In his opening address Jacob reminded delegates of the Strategy on Radioactive Substances adopted at the OSPAR Meeting in Portugal last July.
The Strategy commits OSPAR Member Countries to achieving reductions of radioactive discharges into the marine environment to zero limits by the year 2020.
On the question of Sellafield the Minister pointed out that successive Irish Governments had campaigned vigorously for an end to radioactive discharges from Sellafield into the Irish Sea.
“On behalf of the Irish Government and of the Irish people I shall continue this campaign” said Mr. Jacob. “In this context, it is heartening to note the general shift in opinion on nuclear power. The tide of public opinion in Europe has moved against nuclear power and Governments are becoming more sensitive to the voice of the people” he added.
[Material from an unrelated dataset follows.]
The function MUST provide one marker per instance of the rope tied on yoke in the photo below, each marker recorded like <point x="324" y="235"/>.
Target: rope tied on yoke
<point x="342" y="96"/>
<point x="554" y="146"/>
UK Ministers are at present considering proposals from the UK Environment Agency in regard to a variation in the liquid and gaseous radioactive discharge limits in respect of Sellafield and also in relation to the commissioning of the Sellafield MOX plant.
“I wish to remind delegates that UK Ministers gave a commitment at the OSPAR Meeting last July to take account of the concerns of Ireland and of other countries in their forthcoming decisions on discharge authorisations for the Sellafield plant. It is my firm view that the UK Ministers’ commitments represented a recognition of the need to achieve dramatic reductions in technetium-99 discharges in the immediate future. Therefore, I do not regard the current proposals from the UK’s Environment Agency as a reflection of this commitment” stated Minister Jacob.
In conclusion, he urged the UK Government to ensure its final decision “reflects the spirit of their commitments given at OSPAR as opposed to the thinking of the UK’s Environment Agency.”
Last week, Jacob welcomed the German Government’s decision to stop sending spend fuel for reprocessing at Sellafield (see related article) as “clearly good news for Ireland”.